Il est vrai que l’auteur, l’économiste Jean-Marie
Harribey n’a pas la notoriété d’un people comme Attali, ou d’un prix Nobel
comme Stiglitz. Il est vrai aussi que sa personnalité d’ex-président d’ATTAC ne
lui vaut pas carte de visite dans le petit monde arrogant des économistes
adoubés par la pensée dominante et, par voie de conséquence, par les
journalistes médiatiques. Il est vrai enfin que son travail ne se parcourt pas
comme un roman de gare. J’avais moi-même signalé sur les réseaux sociaux la
parution de son livre événement mais il m’a fallu plusieurs mois pour le
digérer et transformer mon intuition initiale en conviction : cet ouvrage
fera date.(3)
Citation : L’évolution du capitalisme contemporain remet au centre du débat théorique la première question de l’économie politique, et sans doute la plus importante pour l’évolution ultérieure de la discipline : l’origine et la mesure de la richesse et de la valeur dans la société. p. 7 (1ère phrase de l’introduction).
Sortir de la crise du capitalisme
Venons-en donc à une première lecture. Elle n’a d’autre prétention à ce stade que d’attirer l’attention et amorcer le débat sur un livre que je juge important. La question de la richesse est aussi vieille que la théorie économique depuis Aristote. Marx avait mis en lumière le fait que toute valeur est créée par le travail humain. Harribey le rappelle opportunément, en retraçant les échecs successifs des théories économiques pour bâtir une science économique sur un socle critique par rapport à cette question de la valeur. Les tentatives les plus contemporaines, parmi celles qui se situent dans une critique du capitalisme, s’appuient notamment sur les concepts de richesses naturelles ou de capitalisme cognitif.
Mais comme le montre Harribey, si Marx a analysé le fonctionnement de la création de valeur dans Le Capital, il n’a pas pour autant prétendu que la richesse se réduisait à la valeur créée par le travail. Ainsi, la nature constitue une richesse, source irremplaçable de valeurs d’usage. Contrairement à la pratique du capitalisme contemporain qui cherche à faire toujours plus d’argent à partir de l’exploitation de la nature et des êtres humains, Harribey démontre comment la théorie de Marx peut être prolongée pour combattre avec les armes théoriques d’aujourd’hui pour proposer une sortie progressiste de la crise capitaliste.
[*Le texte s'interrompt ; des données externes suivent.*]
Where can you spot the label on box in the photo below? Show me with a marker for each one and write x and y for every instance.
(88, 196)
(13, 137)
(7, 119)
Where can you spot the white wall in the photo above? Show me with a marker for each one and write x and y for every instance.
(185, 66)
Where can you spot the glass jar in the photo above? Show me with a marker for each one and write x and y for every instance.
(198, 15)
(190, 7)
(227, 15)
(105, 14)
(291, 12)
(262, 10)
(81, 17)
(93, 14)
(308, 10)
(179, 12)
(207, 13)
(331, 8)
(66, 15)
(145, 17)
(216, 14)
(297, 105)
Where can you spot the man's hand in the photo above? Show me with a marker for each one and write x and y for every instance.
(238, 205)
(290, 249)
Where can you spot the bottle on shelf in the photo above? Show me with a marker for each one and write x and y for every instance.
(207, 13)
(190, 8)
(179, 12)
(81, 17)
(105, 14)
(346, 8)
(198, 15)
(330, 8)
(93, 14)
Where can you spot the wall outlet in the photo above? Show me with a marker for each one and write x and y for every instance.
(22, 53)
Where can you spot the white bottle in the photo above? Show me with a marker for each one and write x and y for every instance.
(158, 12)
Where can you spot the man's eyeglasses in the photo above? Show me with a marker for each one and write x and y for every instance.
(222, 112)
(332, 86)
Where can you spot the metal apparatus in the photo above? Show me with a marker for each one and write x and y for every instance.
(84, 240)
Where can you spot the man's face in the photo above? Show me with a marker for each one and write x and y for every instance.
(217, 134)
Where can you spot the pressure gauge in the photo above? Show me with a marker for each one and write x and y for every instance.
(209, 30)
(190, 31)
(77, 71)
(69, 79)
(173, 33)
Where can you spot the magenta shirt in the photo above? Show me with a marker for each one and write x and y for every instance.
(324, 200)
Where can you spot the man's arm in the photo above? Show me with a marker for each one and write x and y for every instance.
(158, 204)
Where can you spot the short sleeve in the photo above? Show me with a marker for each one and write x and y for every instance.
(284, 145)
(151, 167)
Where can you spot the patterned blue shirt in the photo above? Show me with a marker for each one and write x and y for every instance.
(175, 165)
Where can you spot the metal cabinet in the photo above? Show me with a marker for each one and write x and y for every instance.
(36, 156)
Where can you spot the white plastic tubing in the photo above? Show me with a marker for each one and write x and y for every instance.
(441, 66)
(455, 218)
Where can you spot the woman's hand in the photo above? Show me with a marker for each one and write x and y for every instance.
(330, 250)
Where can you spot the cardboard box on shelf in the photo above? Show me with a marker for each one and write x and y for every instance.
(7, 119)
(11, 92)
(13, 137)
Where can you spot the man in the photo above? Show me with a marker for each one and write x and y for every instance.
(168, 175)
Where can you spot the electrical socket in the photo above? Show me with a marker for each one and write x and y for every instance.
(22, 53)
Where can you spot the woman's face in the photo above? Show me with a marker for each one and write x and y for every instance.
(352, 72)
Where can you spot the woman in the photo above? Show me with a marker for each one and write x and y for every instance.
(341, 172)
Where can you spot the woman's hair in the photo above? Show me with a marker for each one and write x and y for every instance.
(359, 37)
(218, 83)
Tandis que la grande majorité des écologistes s’échine à se démarquer de Marx, Jean-Marie Harribey prend le contrepied pour exploiter dans une perspective contemporaine son apport. Il fonde en théorie, et non seulement en proclamations, la nécessaire liaison entre la revendication sociale - à qui les richesses produites par le travail humain ? - et combats écologiques - comment ne pas détruire la nature dans un monde terrien fini sans renoncer au développement humain ? -. Le productivisme n’est pas une réalité extérieure au capitalisme mais lui est intrinsèque. Il est vain de prétendre en finir avec le productivisme sans dépasser le capitalisme comme il est vain de nier que des décisions politiques concernant la sphère économique (indépendamment des mécanismes de marché) peuvent avoir des effets productivistes.
Citation :
Le retour à la critique de l’économie politique que nous proposons ne sera donc pas une répétition de celle-ci, mais essaiera d’élargir sa perspective pour intégrer en son cœur la dimension qui lui manque, celle de la crise écologique, qui est révélée avec acuité par la crise systémique de l’économie capitaliste. Cette ambition ne peut être réalisée qu’en réexaminant de fond en comble les concepts de richesse et de valeur. / p. 17
Le mouvement social a besoin de théorie
Le mouvement social, y compris dans des secteurs des plus traditionnels, s’est très récemment ouvert à de nouvelles approches des questions économiques : économie solidaire, crise écologique, commerce équitable. On ne peut que s’en féliciter. Toutefois, les représentants de ces secteurs, notamment les syndicats et les partis politiques de gauche, ont opéré ces ajustements et rapprochements sans véritable travail théorique permettant de valider leur évolution. Résultat : cette ouverture est souvent ressentie au mieux comme un bricolage opportuniste, au pire comme une récupération. Il y a ainsi une misère théorique de la pratique de l’économie solidaire. L’écologie politique, qui s’appuie au départ sur les bases théorique de la science écologique, est plus riche en analyses et théories de toutes sortes. Mais les pesanteurs liées à l’histoire (dogmatisme du côté du « marxisme-léninisme », idéologies du naturalisme écologiste de l’autre) ont empêché qu’une vraie synthèse se fasse entre critique sociale et critique écologique. Les multiples tentatives politiques « rouges et vertes » ont toutes accouché d’une souris faute de consistance sur le plan théorique.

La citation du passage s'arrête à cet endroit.